No tenía una idea muy clara de lo que quería hacer ni de por qué quería hacerlo. No sé. A lo mejor pensaba que todavía podía remediarse lo que ya parecía irremediable. Lo cierto era que había un autobús que llevaba a Lérida y que mi padre y Estrella estaban en Lérida y que también yo podía estar ahí. Eso, al menos, era lo que me iba diciendo a mí mismo a medida que me acercaba a la ciudad. El autobús me dejó en la calle del Carmen, una de las más importantes, y para llegar luego al sitio de los recitales tuve que preguntar a tres o cuatro personas. Y es curioso. Es curioso que también a mí, como a mi padre, me molestara eso de tener que preguntar por calles y direcciones. No sé. Habría preferido no tener que hacerlo, caminar por esa ciudad como si hubiera vivido allí toda la vida y conociera todos sus rincones. En fin, supongo que eso mismo le ocurría a mi padre cada vez que llegábamos a un lugar diferente y que por eso nos perdíamos tanto y dábamos tantas vueltas, y yo me preguntaba cómo podía ser. ¿Cómo podía ser que yo tuviera ya uno de esos defectos que tanto me molestaban en él, en mi padre?

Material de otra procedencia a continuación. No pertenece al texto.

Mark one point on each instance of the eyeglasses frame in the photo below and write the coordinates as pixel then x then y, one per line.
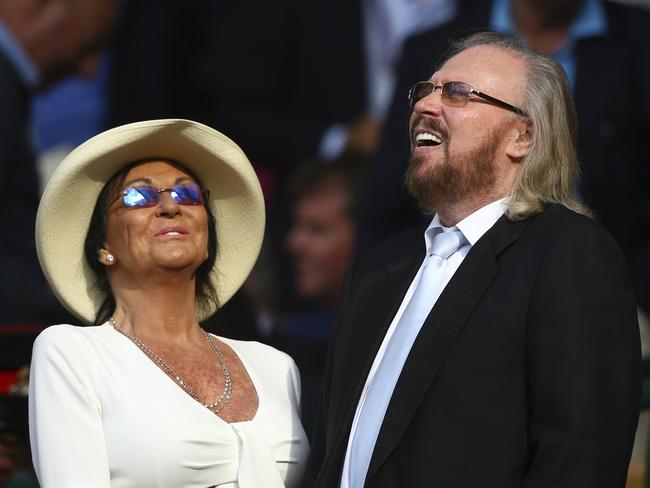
pixel 472 90
pixel 204 193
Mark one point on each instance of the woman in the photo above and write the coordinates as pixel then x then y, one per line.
pixel 145 397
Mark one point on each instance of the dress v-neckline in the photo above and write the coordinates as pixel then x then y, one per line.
pixel 252 375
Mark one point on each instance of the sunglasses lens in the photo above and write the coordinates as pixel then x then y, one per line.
pixel 140 196
pixel 418 91
pixel 456 93
pixel 187 194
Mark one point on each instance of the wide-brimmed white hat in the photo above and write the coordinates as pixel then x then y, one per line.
pixel 69 199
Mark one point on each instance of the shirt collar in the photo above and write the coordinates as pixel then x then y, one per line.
pixel 591 21
pixel 472 227
pixel 18 57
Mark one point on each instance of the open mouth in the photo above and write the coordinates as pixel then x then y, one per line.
pixel 427 139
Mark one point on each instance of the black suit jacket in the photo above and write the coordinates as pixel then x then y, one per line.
pixel 613 109
pixel 526 372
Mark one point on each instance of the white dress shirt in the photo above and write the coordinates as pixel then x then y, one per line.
pixel 472 227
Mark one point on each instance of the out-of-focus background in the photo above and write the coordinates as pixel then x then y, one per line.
pixel 315 94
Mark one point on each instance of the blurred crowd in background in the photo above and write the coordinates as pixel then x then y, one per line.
pixel 315 94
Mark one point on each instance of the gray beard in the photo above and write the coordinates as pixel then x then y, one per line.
pixel 455 178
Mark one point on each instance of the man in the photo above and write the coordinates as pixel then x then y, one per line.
pixel 40 43
pixel 613 131
pixel 507 354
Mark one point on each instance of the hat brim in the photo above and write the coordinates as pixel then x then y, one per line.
pixel 69 199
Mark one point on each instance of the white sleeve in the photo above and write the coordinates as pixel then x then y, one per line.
pixel 295 384
pixel 65 422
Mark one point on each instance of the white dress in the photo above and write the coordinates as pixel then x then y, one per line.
pixel 102 414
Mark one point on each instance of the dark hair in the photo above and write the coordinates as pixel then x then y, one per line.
pixel 96 237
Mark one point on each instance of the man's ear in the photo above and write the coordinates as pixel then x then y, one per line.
pixel 521 142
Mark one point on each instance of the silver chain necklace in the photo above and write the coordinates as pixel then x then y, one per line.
pixel 221 402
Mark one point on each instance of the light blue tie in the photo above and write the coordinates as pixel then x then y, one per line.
pixel 381 388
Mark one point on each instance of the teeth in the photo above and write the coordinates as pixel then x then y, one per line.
pixel 429 137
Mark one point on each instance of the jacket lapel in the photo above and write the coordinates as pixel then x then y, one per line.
pixel 379 298
pixel 439 332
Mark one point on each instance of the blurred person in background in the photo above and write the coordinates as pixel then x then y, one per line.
pixel 41 42
pixel 323 235
pixel 308 79
pixel 599 44
pixel 321 244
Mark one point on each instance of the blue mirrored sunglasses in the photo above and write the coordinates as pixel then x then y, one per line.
pixel 148 196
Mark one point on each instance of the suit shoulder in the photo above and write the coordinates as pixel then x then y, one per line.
pixel 558 227
pixel 397 245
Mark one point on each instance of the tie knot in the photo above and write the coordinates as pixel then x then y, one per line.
pixel 447 243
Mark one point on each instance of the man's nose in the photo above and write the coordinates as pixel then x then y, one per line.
pixel 167 205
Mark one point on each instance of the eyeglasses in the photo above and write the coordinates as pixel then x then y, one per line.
pixel 148 196
pixel 455 94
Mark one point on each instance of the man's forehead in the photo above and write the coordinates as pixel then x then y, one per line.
pixel 481 66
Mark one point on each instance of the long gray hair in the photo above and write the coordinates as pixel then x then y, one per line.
pixel 550 171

El lugar era un salón de actos que dependía de una parroquia. O a lo mejor, no lo sé, eso era un colegio, un colegio religioso, y la iglesia aquella no era ninguna parroquia sino que formaba parte del colegio. Ya he dicho que no lo sé. El Tiburón estaba aparcado en esa misma calle y yo temí que mi padre pudiera aparecer por algún lado. Me metí en la iglesia y, bueno, no voy a decir que aquello me gustara, porque a mí las iglesias siempre me han asustado un poco, pero al menos ahí dentro se estaba fresquito. No pensaba acercarme al salón de actos hasta que el recital de Estrella hubiera empezado. Me puse a andar de un lado para otro, y mis pasos resonaron lentos y solemnes, como sólo pueden hacerlo en una iglesia. El sonido de mis propios pasos: ése es uno de los motivos por los que las iglesias me asustan un poco. Me detuve, me senté en uno de los bancos. La verdad es que creía que estaba solo, y pasaron varios minutos hasta que me di cuenta de que había una mujer esperando ante un confesionario y otra mujer confesándose y supuse que un cura confesando dentro del confesionario. «Confesarse», pensé, «qué gilipollez.»